In contrast with the practice of IPOS, the exclusions from patentability under the practice of the European Patent Office (EPO) play a role in assessing both patent eligibility and inventive step in a “two-hurdle approach”. In the first patent eligibility hurdle, it requires that the claimed subject-matter as a whole must not fall under the "non-inventions" as defined in Art. 52(2) and (3) “as such”. This has a low bar: if the claimed subject-matter is directed to or uses technical means, for example a computer, it is an invention within the meaning of Art. 52(1). The second hurdle is where inventive step is assessed. Inventive step of claims comprising a mix of technical and non-technical features is assessed using a problem-solution approach that involves establishing which features of the invention contribute to its technical character (i.e. contribute to the technical solution of a technical problem by providing a technical effect). A feature may support the presence of an inventive step if and to the extent that it contributes to the technical character of the invention. For AI and machine-learning (ML) related inventions, the technical character of the invention may be related to whether these inventions serve a “specific technical purpose” (e.g., classification of digital audio, image, or video data) or are directed to a “specific technical implementation” (e.g., a new arrangement of computing hardware). It is noted that the China National Intellectual Property Administration (CNIPA) has a similar approach to examining AI-related inventions as the EPO.
In our opinion, it appears that IPOS may have a more lenient approach to AI-related or ML-related inventions as compared to the EPO or CNIPA. This is because when assessing a patentability of an AI-related or ML-related invention, the Singapore approach is to construe the claim and to identify the actual contribution, then ask if the actual contribution solves a specific problem which does not fall solely within non-patentable subject matter. The Singapore approach does not disregard features which may otherwise be considered non-technical, but involves considering features of the claim as a whole in identifying the actual contribution and whether the actual contribution solves a specific problem.
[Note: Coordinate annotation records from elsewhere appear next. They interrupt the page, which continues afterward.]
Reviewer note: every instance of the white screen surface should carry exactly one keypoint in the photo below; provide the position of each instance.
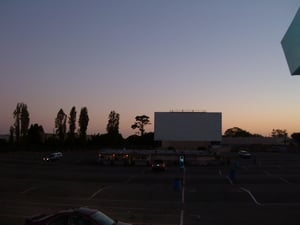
(188, 126)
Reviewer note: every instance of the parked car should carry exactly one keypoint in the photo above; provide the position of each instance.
(244, 154)
(53, 157)
(78, 216)
(158, 165)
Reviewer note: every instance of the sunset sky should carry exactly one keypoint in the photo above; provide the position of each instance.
(141, 56)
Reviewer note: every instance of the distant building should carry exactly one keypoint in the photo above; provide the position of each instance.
(291, 45)
(187, 130)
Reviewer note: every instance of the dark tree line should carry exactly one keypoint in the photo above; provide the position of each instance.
(71, 132)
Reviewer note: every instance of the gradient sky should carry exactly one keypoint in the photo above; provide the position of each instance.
(140, 56)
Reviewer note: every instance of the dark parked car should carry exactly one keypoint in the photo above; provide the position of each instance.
(78, 216)
(158, 165)
(53, 157)
(244, 154)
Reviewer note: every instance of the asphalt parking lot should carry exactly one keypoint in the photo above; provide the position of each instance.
(266, 191)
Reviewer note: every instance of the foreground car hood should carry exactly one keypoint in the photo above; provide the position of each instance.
(122, 223)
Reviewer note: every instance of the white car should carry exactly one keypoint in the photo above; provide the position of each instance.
(244, 154)
(53, 157)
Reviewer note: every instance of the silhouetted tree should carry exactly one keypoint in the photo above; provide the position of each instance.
(83, 122)
(36, 134)
(236, 132)
(141, 122)
(60, 124)
(112, 127)
(296, 137)
(11, 134)
(72, 124)
(21, 116)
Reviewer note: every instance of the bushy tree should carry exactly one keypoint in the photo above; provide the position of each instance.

On the other hand, the EPO’s problem-solution approach to inventive step involves first identifying the technical problem by considering whether specific features of the claim are technical in nature, where non-technical features do not contribute to the technical character of the claim. A scenario may therefore arise, e.g. in Main-Line Corporate Holdings Ltd v DBS Bank Ltd [2012] SGHC 147, where a claim relating to determining an operating currency in a payment transaction was considered patentable in Singapore but deemed to lack an inventive step before the EPO because features which are directed to addressing a non-technical problem are disregarded by the EPO when considering inventive step.